Ian Gillan and Ritchie Blackmore of Deep Purple perform on stage on the Perfect Strangers World Tour at the Entertainment Centre, Sydney, 13th December 1984.
(Image credit: Bob King/Redferns)

It took a while for Ritchie Blackmore to get the right mix of musicians in Deep Purple. After releasing three albums in two years, the group evolved into its Mark II lineup, which yielded the band’s biggest successes.

But Blackmore knew the group’s classic line-up was doomed long before their personnel changed for a second time. It was either that or the band split.

Deep Purple originally formed as a heavy psychedelic group featuring Blackmore, vocalist Rod Evans, bassist Nick Simper, keyboardist Jon Lord, and drummer Ian Paice, the only founding member who remains today. Blackmore started out the band playing a Gibson ES-335 sold to him by amp builder Jim Marshall, who was just a humble store owner at the time. The guitarist eventually switched to Fender Stratocasters when he bought one of Eric Clapton’s for £60.

By then, Deep Purple was shifting into its Mark II version, featuring Blackmore, Lord and Paice alongside bassist Roger Glover and singer Ian Gillan. This brought about a harder rock sound heard on groundbreaking records like In Rock, Fireball and Machine Head.

But behind the band's success, the relationship between Blackmore and Gillan began to sour.

“He was, as they say, an alpha guy. So was I,” Blackmore recalled in the 2015 documentary, The Ritchie Blackmore Story. “He wanted to control, I wanted to control.
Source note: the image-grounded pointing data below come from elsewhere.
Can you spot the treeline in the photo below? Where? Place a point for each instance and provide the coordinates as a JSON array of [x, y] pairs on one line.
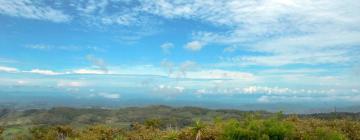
[[252, 127], [167, 123]]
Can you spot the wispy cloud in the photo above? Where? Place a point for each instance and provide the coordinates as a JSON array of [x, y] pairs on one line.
[[8, 69], [109, 95], [166, 47], [194, 46], [47, 47], [32, 10], [44, 72], [98, 63]]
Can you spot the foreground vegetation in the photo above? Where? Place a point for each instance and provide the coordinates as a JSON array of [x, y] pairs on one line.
[[224, 126]]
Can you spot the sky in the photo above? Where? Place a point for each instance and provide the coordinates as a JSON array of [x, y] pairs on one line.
[[223, 51]]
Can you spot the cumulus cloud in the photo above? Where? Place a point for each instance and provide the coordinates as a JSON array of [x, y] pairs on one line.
[[168, 65], [109, 95], [97, 62], [44, 72], [166, 47], [32, 10], [169, 90], [194, 46], [89, 71], [220, 74], [286, 31], [74, 84]]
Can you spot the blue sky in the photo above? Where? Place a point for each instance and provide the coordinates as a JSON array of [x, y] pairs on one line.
[[246, 51]]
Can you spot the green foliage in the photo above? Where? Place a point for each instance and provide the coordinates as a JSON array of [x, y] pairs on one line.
[[1, 130], [180, 125]]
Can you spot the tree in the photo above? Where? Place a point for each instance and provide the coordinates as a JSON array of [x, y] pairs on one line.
[[1, 130], [197, 129]]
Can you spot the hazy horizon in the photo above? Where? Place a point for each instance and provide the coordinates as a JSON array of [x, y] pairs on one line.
[[292, 55]]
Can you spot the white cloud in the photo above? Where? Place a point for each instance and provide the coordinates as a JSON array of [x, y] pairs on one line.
[[109, 95], [32, 10], [91, 6], [287, 31], [166, 47], [220, 74], [355, 90], [169, 90], [89, 71], [74, 84], [43, 72], [8, 69], [97, 62], [194, 46]]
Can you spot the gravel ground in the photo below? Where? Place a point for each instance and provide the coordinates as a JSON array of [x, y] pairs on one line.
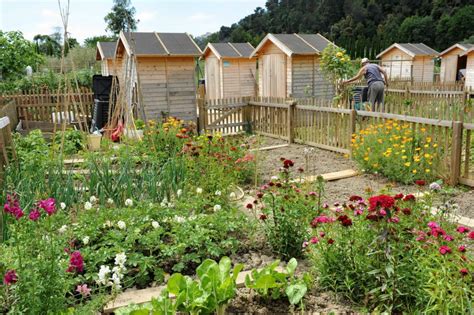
[[322, 161]]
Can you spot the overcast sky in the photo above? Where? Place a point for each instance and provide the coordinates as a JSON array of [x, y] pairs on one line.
[[195, 17]]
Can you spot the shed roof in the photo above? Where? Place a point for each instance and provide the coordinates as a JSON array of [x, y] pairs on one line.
[[229, 50], [463, 47], [159, 44], [296, 44], [105, 50], [411, 49]]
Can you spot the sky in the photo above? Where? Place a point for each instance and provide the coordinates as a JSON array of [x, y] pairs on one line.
[[86, 19]]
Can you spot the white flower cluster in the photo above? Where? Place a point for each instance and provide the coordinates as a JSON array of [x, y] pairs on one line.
[[117, 272]]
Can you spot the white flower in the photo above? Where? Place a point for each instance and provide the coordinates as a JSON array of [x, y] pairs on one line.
[[88, 205], [62, 229], [121, 225], [103, 275], [85, 240], [120, 259]]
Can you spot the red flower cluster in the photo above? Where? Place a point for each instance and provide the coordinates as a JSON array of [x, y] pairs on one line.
[[76, 262], [13, 206], [10, 277], [345, 220], [382, 201]]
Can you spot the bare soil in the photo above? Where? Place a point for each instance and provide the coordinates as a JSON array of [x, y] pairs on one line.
[[322, 161]]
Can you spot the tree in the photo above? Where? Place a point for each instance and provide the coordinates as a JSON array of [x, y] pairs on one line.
[[121, 18], [92, 41], [16, 53]]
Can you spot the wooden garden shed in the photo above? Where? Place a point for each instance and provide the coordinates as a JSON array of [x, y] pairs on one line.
[[229, 70], [453, 60], [105, 53], [158, 71], [469, 80], [288, 66], [411, 62]]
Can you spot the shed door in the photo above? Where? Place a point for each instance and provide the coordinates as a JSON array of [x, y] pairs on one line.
[[212, 78], [274, 75]]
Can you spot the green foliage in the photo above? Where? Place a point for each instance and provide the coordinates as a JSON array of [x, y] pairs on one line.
[[284, 214], [397, 151], [390, 256], [121, 18], [16, 53], [271, 283]]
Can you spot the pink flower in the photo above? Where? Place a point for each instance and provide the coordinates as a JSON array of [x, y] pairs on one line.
[[48, 205], [10, 277], [444, 250], [462, 229], [34, 215], [449, 238], [83, 290], [433, 225], [76, 262], [394, 220]]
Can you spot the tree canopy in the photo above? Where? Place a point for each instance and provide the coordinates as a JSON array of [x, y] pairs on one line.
[[121, 18], [16, 53], [363, 27]]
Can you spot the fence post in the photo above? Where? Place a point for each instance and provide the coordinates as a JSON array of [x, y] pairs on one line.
[[290, 122], [352, 128], [456, 152]]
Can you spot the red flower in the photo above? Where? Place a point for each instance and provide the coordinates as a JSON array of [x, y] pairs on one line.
[[288, 163], [398, 196], [355, 198], [10, 277], [382, 201], [76, 262], [444, 250], [34, 214], [462, 229]]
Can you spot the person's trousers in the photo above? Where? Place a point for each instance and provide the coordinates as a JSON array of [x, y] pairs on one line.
[[375, 95]]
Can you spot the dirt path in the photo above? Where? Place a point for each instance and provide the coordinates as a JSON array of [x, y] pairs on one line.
[[320, 161]]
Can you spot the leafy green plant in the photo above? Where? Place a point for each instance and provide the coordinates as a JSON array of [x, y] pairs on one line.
[[272, 283]]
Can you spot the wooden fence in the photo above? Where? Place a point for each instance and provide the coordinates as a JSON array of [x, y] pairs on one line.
[[332, 128], [42, 109]]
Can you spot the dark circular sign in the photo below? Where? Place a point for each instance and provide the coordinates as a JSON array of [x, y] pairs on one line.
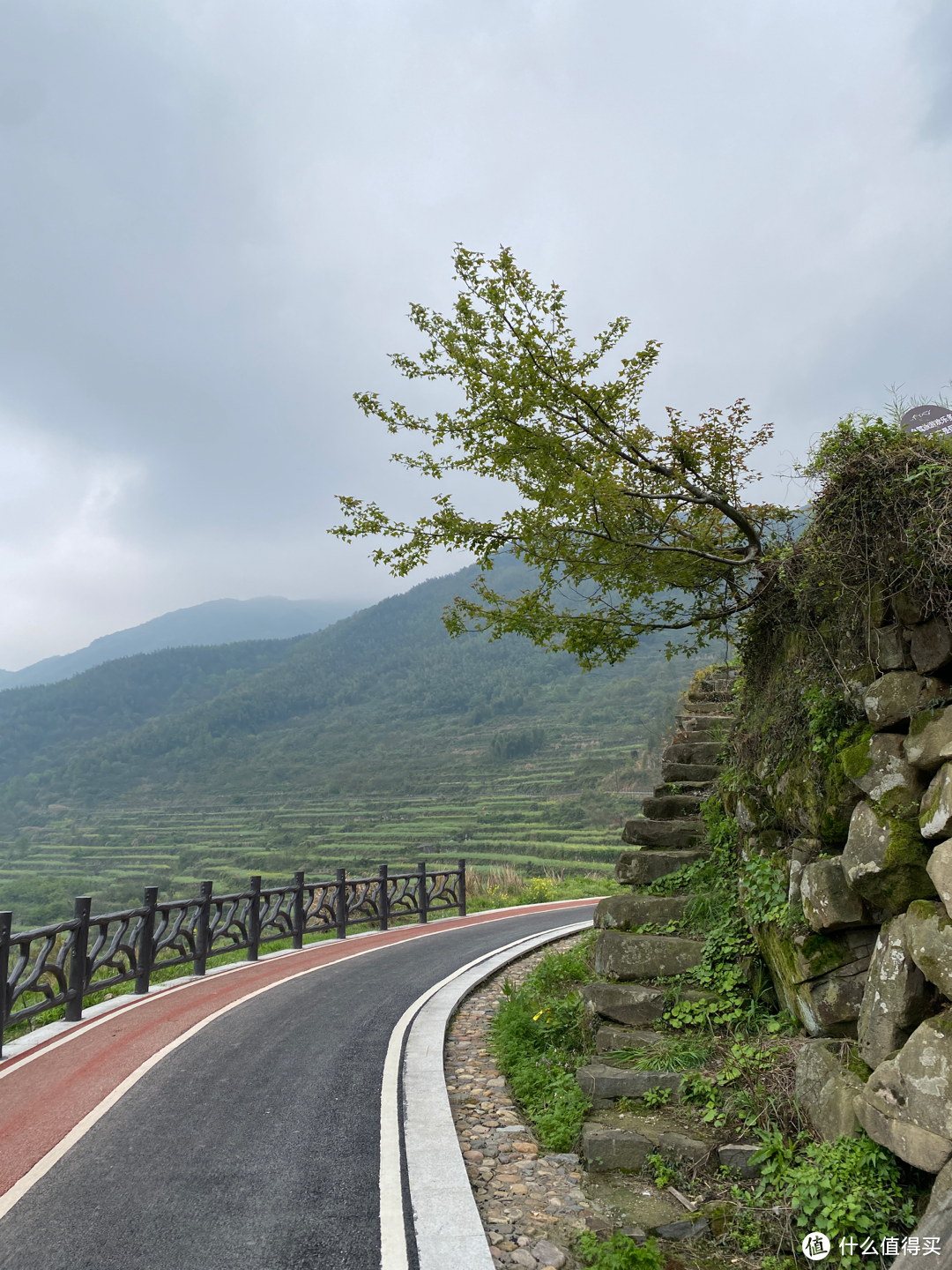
[[928, 419]]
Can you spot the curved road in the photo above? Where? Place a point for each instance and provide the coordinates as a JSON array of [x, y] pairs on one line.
[[253, 1145]]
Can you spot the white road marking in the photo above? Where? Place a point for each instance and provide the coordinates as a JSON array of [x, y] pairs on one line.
[[46, 1162], [392, 1223]]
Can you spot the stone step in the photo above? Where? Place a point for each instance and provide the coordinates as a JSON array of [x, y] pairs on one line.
[[692, 752], [689, 736], [703, 723], [695, 773], [675, 807], [687, 788], [625, 912], [663, 833], [611, 1038], [698, 707], [600, 1081], [723, 696], [631, 1004], [640, 868], [636, 958]]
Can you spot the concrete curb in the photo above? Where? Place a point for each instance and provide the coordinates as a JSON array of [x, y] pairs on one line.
[[447, 1223]]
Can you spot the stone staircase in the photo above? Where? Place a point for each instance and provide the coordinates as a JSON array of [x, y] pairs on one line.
[[626, 1006], [671, 833]]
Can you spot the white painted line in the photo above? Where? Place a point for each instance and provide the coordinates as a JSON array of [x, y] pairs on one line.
[[442, 1159], [42, 1166], [13, 1062]]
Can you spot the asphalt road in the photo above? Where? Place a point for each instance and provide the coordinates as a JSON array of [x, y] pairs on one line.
[[257, 1143]]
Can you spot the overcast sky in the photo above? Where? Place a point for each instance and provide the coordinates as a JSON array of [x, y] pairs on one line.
[[216, 213]]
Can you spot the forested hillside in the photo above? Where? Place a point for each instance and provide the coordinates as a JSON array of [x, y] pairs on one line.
[[378, 738], [41, 727], [217, 621]]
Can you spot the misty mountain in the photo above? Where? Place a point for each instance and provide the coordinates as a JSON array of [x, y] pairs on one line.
[[219, 621], [335, 707]]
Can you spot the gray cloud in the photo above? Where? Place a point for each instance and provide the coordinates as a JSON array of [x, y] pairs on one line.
[[215, 215]]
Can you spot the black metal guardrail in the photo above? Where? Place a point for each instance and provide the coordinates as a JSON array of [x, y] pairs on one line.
[[61, 964]]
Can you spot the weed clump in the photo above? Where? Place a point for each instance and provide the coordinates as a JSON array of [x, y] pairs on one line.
[[539, 1041]]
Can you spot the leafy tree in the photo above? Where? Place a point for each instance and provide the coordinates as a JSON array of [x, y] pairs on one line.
[[628, 530]]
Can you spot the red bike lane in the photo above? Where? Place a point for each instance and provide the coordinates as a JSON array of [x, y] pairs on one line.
[[48, 1091]]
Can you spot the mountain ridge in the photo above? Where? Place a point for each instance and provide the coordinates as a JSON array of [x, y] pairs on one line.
[[211, 624]]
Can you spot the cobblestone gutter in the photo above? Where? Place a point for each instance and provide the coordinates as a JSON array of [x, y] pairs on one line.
[[531, 1206]]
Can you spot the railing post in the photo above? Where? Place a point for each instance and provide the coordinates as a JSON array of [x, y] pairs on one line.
[[144, 969], [340, 907], [297, 912], [5, 927], [254, 918], [79, 958], [421, 898], [205, 909], [383, 906]]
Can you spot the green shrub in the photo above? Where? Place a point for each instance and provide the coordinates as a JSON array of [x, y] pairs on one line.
[[851, 1188], [541, 891], [539, 1042], [620, 1252]]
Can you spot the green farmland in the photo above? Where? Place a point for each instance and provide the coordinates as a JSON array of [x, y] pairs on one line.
[[530, 816]]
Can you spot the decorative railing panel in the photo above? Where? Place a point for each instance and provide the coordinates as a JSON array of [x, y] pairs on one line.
[[61, 964]]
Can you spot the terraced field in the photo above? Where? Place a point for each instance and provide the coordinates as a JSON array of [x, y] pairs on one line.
[[531, 816]]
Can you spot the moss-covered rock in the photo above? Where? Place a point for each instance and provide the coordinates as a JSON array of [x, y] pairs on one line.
[[929, 742], [897, 996], [928, 930], [877, 766], [885, 859], [940, 869], [906, 1104], [829, 905], [819, 978], [897, 696], [936, 807], [825, 1090]]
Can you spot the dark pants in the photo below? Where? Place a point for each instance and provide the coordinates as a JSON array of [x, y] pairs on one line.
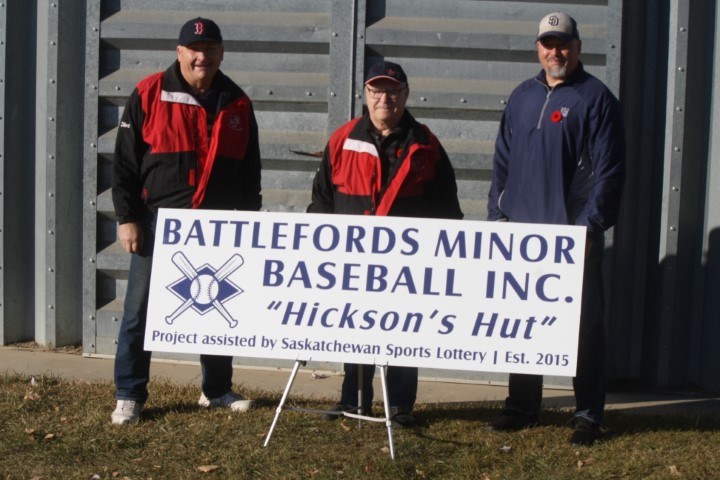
[[132, 361], [401, 385], [525, 391]]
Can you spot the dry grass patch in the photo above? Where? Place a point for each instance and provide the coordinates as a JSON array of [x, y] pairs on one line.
[[56, 429]]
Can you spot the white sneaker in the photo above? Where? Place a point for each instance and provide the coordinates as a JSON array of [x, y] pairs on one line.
[[127, 412], [231, 400]]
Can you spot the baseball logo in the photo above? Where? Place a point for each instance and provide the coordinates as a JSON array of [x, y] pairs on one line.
[[204, 289]]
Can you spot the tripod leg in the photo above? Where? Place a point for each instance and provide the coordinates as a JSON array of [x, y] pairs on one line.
[[386, 402], [283, 399]]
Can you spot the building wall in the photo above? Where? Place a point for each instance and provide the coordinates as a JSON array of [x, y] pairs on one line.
[[302, 62]]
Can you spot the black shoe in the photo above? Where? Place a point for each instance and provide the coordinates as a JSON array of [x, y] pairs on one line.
[[510, 421], [341, 407], [586, 432], [401, 417]]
So we buted heads because of that

“We still respected each other, but we never got on. We just couldn't be in the same room. That was the problem,” he explains. “We weren't speaking, and it was just not going anywhere. I wasn't speaking to him; he wasn't speaking to me. We weren't being creative.”

The pair knew that one of them had to go or the band would meet a less-than-amicable end. Ultimately, it was Gillan who fell on his sword. Blackmore says the singer agreed to leave 18 months in advance.

The writing of the line-up’s last record, Who Do We Think We Are, was born during this tumultuous period.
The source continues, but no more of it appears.